Il m'attire à lui et plaque ses lèvres aux miennes ; je ferme les yeux. Ce que j'aime dans notre relation, c'est que même après un an, nous en sommes toujours au stade où nous échangeons des milliers de petits baisers par-ci par-là. Pour un regard extérieur, nous sommes niais. Moi, je nous trouve mignons, sans vouloir prendre la grosse tête évidemment.
– Et ton roman, alors ? Comment ça avance ?
Je soupire. Ça n'avance pas tant que ça, parce que j'ai l'impression que chaque fois que je corrige un chapitre, je dois le recorriger juste après. Il y a toujours quelque chose qui ne me convient pas, c'est pénible ! Quelle poisse d'être perfectionniste, bon sang !
– Ça prend forme, petit à petit, je réponds tout de même. C'est long et laborieux, mais j'aime ce que je fais. Je pense que d'ici la fin de l'année, je devrais avoir terminé.
– C'est une bonne chose !
Je souris.
– Oui, j'ai tellement hâte que ce soit fini ! Et j'espère tellement qu'une maison d'édition voudra bien de moi !
Tom caresse mes cheveux.
– Je ne vois pas pourquoi ils refuseraient. En plus, je peux toujours les menacer, tu sais !, plaisante-t-il.
Je glousse.
– Non, je veux la jouer fair play, mon cœur. Mais j'apprécie ta dévotion.
– Je ferais tout pour la femme de ma vie !
Est-ce qu'il essaie de me flatter, de me charmer ? Parce que si c'est le cas, alors ça fonctionne carrément ! Sa façon de m'appeler la femme de sa vie... C'est beaucoup trop irrésistible, je suis sûre qu'il le fait exprès. À en juger par son expression ravie, oui, il le fait exprès.
– Et dire qu'il y a un an on se connaissait à peine !, je rougis.
– C'est vrai. Comme quoi, des fois, le hasard fait bien les choses. J'aurais pu continuer à chercher en vain sans jamais trouver personne, si on ne s'était pas rencontrés.
J'ébouriffe les cheveux de Tom d'une main, un sourire scotché aux lèvres.
– Remercions le hasard, dans ce cas ! Dans deux mois, il y aura une Hiddleston de plus. Et dans moins d'un an...
Je pointe du doigt mon ventre, qui n'a toujours pas commencé à gonfler. Je soulève mon t-shirt pour contempler ma peau blanche, si peu bronzée.
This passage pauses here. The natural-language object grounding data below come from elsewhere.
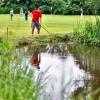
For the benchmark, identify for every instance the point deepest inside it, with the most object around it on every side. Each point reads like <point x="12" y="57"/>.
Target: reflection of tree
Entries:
<point x="88" y="59"/>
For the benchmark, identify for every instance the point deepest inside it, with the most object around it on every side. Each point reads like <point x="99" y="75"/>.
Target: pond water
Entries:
<point x="65" y="70"/>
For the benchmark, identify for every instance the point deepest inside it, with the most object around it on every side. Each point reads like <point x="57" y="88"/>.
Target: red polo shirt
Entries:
<point x="36" y="14"/>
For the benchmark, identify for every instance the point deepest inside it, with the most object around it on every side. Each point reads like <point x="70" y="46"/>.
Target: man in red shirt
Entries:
<point x="36" y="20"/>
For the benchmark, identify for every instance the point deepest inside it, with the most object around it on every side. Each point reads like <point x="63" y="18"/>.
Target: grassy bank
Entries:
<point x="57" y="24"/>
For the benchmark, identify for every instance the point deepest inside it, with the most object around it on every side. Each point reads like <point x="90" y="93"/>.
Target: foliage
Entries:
<point x="90" y="33"/>
<point x="15" y="82"/>
<point x="58" y="6"/>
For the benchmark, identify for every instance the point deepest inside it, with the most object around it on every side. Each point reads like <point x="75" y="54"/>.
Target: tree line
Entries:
<point x="63" y="7"/>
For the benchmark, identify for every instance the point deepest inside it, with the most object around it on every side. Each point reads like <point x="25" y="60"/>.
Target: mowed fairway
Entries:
<point x="57" y="24"/>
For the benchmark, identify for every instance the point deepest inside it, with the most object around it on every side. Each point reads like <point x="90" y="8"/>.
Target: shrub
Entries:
<point x="46" y="9"/>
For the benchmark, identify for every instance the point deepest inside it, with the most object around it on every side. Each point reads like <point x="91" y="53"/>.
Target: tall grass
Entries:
<point x="89" y="33"/>
<point x="15" y="82"/>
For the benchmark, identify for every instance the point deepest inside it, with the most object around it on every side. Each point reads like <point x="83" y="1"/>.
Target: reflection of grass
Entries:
<point x="18" y="27"/>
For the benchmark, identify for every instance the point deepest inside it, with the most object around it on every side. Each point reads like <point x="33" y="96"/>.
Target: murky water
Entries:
<point x="67" y="70"/>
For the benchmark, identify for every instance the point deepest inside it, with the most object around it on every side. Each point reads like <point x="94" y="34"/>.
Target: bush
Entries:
<point x="46" y="9"/>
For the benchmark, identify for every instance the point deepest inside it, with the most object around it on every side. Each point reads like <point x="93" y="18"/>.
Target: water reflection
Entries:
<point x="64" y="72"/>
<point x="60" y="71"/>
<point x="89" y="60"/>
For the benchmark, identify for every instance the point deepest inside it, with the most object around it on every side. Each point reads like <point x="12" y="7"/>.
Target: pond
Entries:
<point x="66" y="70"/>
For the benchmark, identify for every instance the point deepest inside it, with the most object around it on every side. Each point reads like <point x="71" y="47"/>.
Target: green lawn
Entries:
<point x="18" y="27"/>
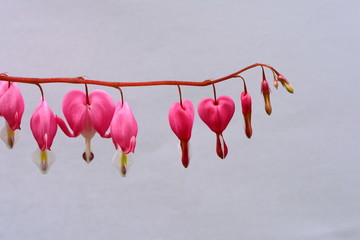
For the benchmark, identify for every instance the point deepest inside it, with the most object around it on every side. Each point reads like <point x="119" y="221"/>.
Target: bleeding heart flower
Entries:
<point x="266" y="93"/>
<point x="123" y="130"/>
<point x="12" y="109"/>
<point x="43" y="126"/>
<point x="181" y="118"/>
<point x="217" y="115"/>
<point x="285" y="83"/>
<point x="87" y="115"/>
<point x="246" y="110"/>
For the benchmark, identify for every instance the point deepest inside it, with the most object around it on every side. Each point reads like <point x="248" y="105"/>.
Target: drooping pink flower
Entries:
<point x="87" y="115"/>
<point x="43" y="126"/>
<point x="285" y="83"/>
<point x="246" y="110"/>
<point x="123" y="131"/>
<point x="181" y="119"/>
<point x="266" y="93"/>
<point x="12" y="109"/>
<point x="217" y="115"/>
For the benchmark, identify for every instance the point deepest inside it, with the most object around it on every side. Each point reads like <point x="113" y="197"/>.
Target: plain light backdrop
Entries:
<point x="298" y="177"/>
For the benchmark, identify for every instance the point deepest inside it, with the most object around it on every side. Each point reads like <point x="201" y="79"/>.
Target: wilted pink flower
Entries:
<point x="181" y="119"/>
<point x="12" y="109"/>
<point x="217" y="115"/>
<point x="86" y="116"/>
<point x="123" y="130"/>
<point x="43" y="126"/>
<point x="246" y="110"/>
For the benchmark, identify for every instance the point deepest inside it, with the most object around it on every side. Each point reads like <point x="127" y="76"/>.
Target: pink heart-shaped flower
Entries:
<point x="86" y="116"/>
<point x="181" y="119"/>
<point x="217" y="115"/>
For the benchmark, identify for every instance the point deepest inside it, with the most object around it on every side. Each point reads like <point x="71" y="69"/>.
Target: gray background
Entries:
<point x="297" y="178"/>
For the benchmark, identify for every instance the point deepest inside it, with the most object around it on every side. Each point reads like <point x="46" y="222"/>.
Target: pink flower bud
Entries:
<point x="266" y="93"/>
<point x="246" y="110"/>
<point x="285" y="83"/>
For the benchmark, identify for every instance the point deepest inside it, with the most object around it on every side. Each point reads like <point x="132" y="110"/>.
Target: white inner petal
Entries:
<point x="43" y="159"/>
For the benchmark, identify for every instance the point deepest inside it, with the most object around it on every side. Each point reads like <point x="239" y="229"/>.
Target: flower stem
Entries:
<point x="81" y="80"/>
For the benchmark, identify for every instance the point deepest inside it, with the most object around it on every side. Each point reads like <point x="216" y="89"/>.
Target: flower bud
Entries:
<point x="266" y="93"/>
<point x="285" y="83"/>
<point x="246" y="110"/>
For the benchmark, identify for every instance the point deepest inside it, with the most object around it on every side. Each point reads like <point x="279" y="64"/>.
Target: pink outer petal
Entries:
<point x="216" y="116"/>
<point x="75" y="110"/>
<point x="123" y="128"/>
<point x="11" y="105"/>
<point x="43" y="126"/>
<point x="102" y="109"/>
<point x="245" y="103"/>
<point x="3" y="87"/>
<point x="181" y="119"/>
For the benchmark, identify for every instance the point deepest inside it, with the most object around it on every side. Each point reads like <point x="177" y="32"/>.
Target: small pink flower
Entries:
<point x="217" y="115"/>
<point x="123" y="130"/>
<point x="181" y="119"/>
<point x="12" y="109"/>
<point x="266" y="93"/>
<point x="246" y="110"/>
<point x="285" y="83"/>
<point x="86" y="116"/>
<point x="43" y="126"/>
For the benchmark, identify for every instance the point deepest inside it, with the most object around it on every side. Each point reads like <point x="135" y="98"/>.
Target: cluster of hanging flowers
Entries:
<point x="90" y="113"/>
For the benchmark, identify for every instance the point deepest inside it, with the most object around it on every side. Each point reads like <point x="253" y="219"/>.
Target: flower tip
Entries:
<point x="288" y="87"/>
<point x="221" y="147"/>
<point x="88" y="156"/>
<point x="285" y="83"/>
<point x="185" y="159"/>
<point x="8" y="136"/>
<point x="44" y="160"/>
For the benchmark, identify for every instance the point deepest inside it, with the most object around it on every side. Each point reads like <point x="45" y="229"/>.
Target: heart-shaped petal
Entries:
<point x="181" y="118"/>
<point x="75" y="110"/>
<point x="43" y="126"/>
<point x="123" y="128"/>
<point x="12" y="106"/>
<point x="216" y="115"/>
<point x="102" y="109"/>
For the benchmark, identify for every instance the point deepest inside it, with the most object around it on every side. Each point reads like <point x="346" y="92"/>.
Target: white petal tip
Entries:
<point x="43" y="159"/>
<point x="122" y="162"/>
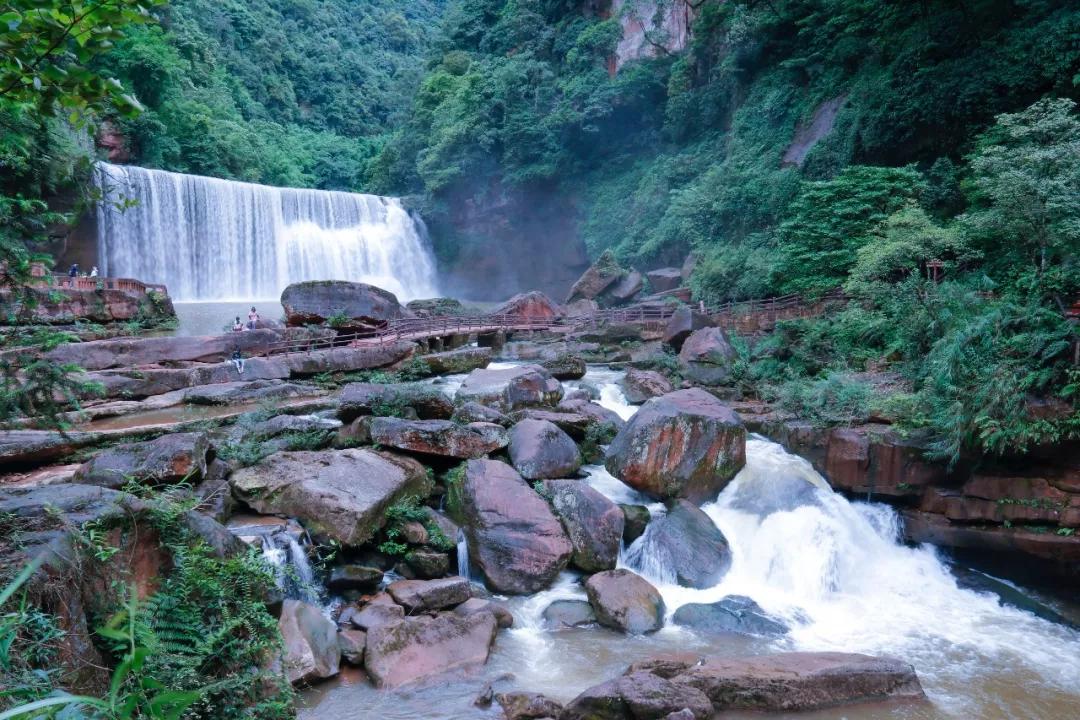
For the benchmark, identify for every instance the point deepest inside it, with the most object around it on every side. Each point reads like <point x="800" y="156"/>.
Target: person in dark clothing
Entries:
<point x="238" y="361"/>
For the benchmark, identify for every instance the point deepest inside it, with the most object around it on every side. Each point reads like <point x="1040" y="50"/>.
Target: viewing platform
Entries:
<point x="42" y="277"/>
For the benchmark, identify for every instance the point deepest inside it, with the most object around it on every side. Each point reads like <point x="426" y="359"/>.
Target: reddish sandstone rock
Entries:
<point x="683" y="322"/>
<point x="311" y="642"/>
<point x="363" y="306"/>
<point x="439" y="437"/>
<point x="664" y="279"/>
<point x="625" y="601"/>
<point x="686" y="444"/>
<point x="513" y="535"/>
<point x="593" y="522"/>
<point x="167" y="460"/>
<point x="420" y="648"/>
<point x="801" y="681"/>
<point x="601" y="275"/>
<point x="530" y="306"/>
<point x="539" y="449"/>
<point x="639" y="385"/>
<point x="706" y="356"/>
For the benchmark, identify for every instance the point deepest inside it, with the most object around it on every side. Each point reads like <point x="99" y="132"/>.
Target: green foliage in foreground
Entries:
<point x="200" y="647"/>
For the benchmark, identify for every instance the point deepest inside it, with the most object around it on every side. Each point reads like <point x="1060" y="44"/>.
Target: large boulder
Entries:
<point x="462" y="360"/>
<point x="532" y="306"/>
<point x="539" y="449"/>
<point x="511" y="389"/>
<point x="625" y="289"/>
<point x="664" y="279"/>
<point x="340" y="494"/>
<point x="601" y="275"/>
<point x="640" y="385"/>
<point x="797" y="681"/>
<point x="421" y="595"/>
<point x="363" y="398"/>
<point x="439" y="437"/>
<point x="436" y="307"/>
<point x="565" y="366"/>
<point x="167" y="460"/>
<point x="638" y="696"/>
<point x="356" y="304"/>
<point x="513" y="535"/>
<point x="593" y="522"/>
<point x="568" y="613"/>
<point x="311" y="643"/>
<point x="686" y="444"/>
<point x="625" y="601"/>
<point x="687" y="544"/>
<point x="468" y="412"/>
<point x="706" y="357"/>
<point x="733" y="614"/>
<point x="683" y="322"/>
<point x="419" y="648"/>
<point x="527" y="706"/>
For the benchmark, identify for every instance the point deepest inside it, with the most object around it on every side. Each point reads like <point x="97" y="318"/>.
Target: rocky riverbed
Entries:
<point x="459" y="535"/>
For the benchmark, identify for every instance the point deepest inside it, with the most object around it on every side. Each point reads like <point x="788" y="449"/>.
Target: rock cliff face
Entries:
<point x="651" y="28"/>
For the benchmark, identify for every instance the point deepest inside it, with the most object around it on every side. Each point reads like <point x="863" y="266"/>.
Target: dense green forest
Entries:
<point x="956" y="139"/>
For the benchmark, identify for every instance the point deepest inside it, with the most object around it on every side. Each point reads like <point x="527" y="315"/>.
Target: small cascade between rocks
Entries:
<point x="208" y="239"/>
<point x="463" y="569"/>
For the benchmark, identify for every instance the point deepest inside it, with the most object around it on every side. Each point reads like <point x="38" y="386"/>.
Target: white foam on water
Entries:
<point x="208" y="239"/>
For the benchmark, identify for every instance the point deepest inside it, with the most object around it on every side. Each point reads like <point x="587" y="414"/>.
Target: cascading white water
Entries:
<point x="292" y="566"/>
<point x="208" y="239"/>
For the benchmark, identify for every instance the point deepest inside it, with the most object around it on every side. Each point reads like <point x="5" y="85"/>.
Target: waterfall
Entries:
<point x="463" y="556"/>
<point x="292" y="566"/>
<point x="208" y="239"/>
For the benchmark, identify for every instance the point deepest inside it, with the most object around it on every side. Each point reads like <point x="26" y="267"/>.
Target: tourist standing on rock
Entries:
<point x="238" y="360"/>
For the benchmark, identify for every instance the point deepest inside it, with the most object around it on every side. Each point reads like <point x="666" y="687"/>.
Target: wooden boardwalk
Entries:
<point x="748" y="316"/>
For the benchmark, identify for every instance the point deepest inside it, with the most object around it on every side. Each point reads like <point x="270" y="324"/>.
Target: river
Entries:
<point x="834" y="569"/>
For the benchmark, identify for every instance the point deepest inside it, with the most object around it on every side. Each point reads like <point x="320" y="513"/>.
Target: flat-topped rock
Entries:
<point x="341" y="494"/>
<point x="511" y="389"/>
<point x="593" y="522"/>
<point x="539" y="449"/>
<point x="420" y="595"/>
<point x="625" y="601"/>
<point x="686" y="444"/>
<point x="166" y="460"/>
<point x="364" y="398"/>
<point x="801" y="681"/>
<point x="513" y="535"/>
<point x="356" y="304"/>
<point x="419" y="648"/>
<point x="462" y="360"/>
<point x="439" y="437"/>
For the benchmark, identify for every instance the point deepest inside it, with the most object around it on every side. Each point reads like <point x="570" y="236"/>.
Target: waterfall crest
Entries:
<point x="208" y="239"/>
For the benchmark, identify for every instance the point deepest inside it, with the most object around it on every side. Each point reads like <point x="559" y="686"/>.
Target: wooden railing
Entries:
<point x="419" y="328"/>
<point x="123" y="284"/>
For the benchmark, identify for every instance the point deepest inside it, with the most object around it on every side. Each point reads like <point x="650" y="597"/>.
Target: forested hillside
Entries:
<point x="795" y="146"/>
<point x="283" y="92"/>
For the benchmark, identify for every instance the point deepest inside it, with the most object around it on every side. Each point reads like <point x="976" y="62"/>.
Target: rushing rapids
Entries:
<point x="835" y="571"/>
<point x="208" y="239"/>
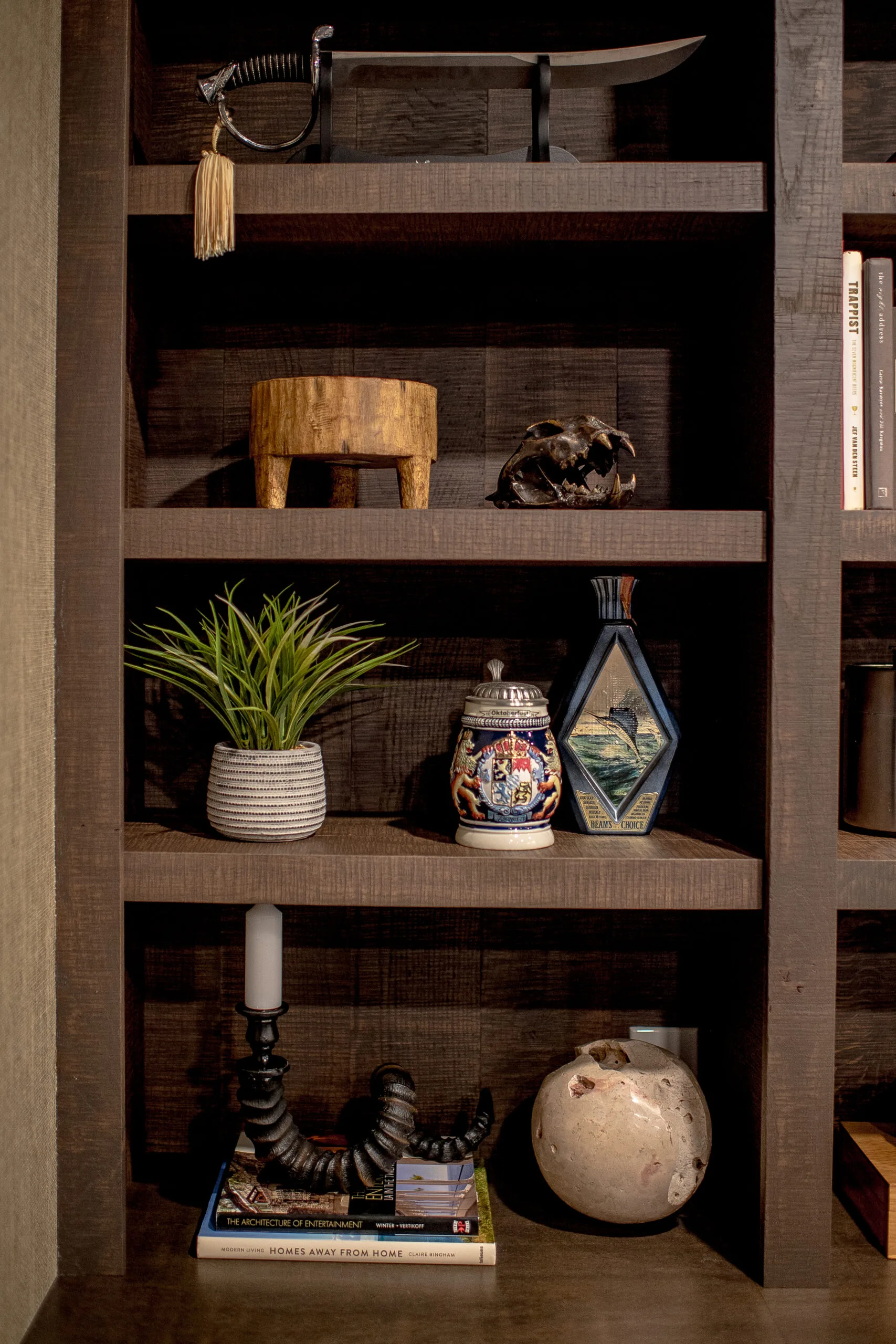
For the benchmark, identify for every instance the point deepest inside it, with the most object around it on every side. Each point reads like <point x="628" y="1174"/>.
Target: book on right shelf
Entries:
<point x="868" y="383"/>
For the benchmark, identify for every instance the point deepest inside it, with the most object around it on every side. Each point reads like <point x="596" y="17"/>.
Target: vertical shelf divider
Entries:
<point x="90" y="420"/>
<point x="804" y="707"/>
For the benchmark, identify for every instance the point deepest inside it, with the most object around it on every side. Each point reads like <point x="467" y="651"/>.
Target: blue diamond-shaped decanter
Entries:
<point x="616" y="731"/>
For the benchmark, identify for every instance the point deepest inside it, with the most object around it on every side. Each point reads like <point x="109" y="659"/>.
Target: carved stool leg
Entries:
<point x="414" y="481"/>
<point x="343" y="492"/>
<point x="272" y="479"/>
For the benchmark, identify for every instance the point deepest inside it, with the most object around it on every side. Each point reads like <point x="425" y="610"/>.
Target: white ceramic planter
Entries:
<point x="267" y="795"/>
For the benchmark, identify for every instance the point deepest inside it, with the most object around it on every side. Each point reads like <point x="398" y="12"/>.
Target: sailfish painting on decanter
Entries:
<point x="616" y="731"/>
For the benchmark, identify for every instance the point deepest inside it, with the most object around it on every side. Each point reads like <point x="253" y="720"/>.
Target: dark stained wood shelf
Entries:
<point x="546" y="1269"/>
<point x="870" y="201"/>
<point x="866" y="872"/>
<point x="464" y="188"/>
<point x="868" y="537"/>
<point x="358" y="202"/>
<point x="637" y="537"/>
<point x="390" y="862"/>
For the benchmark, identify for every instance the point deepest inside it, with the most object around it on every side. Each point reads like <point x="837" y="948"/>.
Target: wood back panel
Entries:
<point x="461" y="999"/>
<point x="390" y="749"/>
<point x="866" y="1072"/>
<point x="530" y="334"/>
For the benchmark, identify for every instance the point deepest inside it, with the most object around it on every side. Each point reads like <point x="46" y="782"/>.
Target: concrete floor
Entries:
<point x="550" y="1284"/>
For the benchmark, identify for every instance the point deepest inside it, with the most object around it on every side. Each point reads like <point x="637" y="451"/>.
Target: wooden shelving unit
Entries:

– J'ai hâte de rencontrer ce petit être, murmure Tom en se penchant vers mon ventre.
Il l'embrasse tendrement et je ris : ça chatouille.
– J'ai hâte de savoir si c'est un garçon ou une fille, j'enchaîne.
– Aussi, avoue Tom. Mais peu importe que ce soit une fille ou un garçon, parce que je l'aimerai quoi qu'il arrive. D'ailleurs, je l'aime déjà.
Il serre délicatement ma main dans la sienne en souriant et je sens mon cœur fondre.
– Tu n'as pas peur que cet enfant prenne ta place dans mon cœur ?, je raille.
Mon fiancé hausse un sourcil.
– Je ne lui souhaite que ça. Mais enfin, garde-moi une petite place quand même, d'accord ?
Je pouffe.
– Bien sûr, mon cœur.
Doucement, Tom pose la tête sur mes genoux et je glisse mes doigts dans ses cheveux châtain. Quand je pense qu'au naturel, il était roux ! À croire qu'il a eu toutes les couleurs du monde, cet homme-là ! Blond, brun, roux, châtain... Manquerait plus qu'il fasse du bleu ou du rose, qu'on rigole !
Je me tasse un peu plus sur le dossier du canapé, continuant à jouer avec les boucles de l'acteur. Nous n'avons pas besoin de faire quoi que ce soit, si ce n'est profiter de l'instant. J'aime ces moments de tranquillité, ces petits instants de bonheur pur et simple. Aussi, j'entortille une autre mèche châtain autour d'un de mes doigts, le sourire aux lèvres.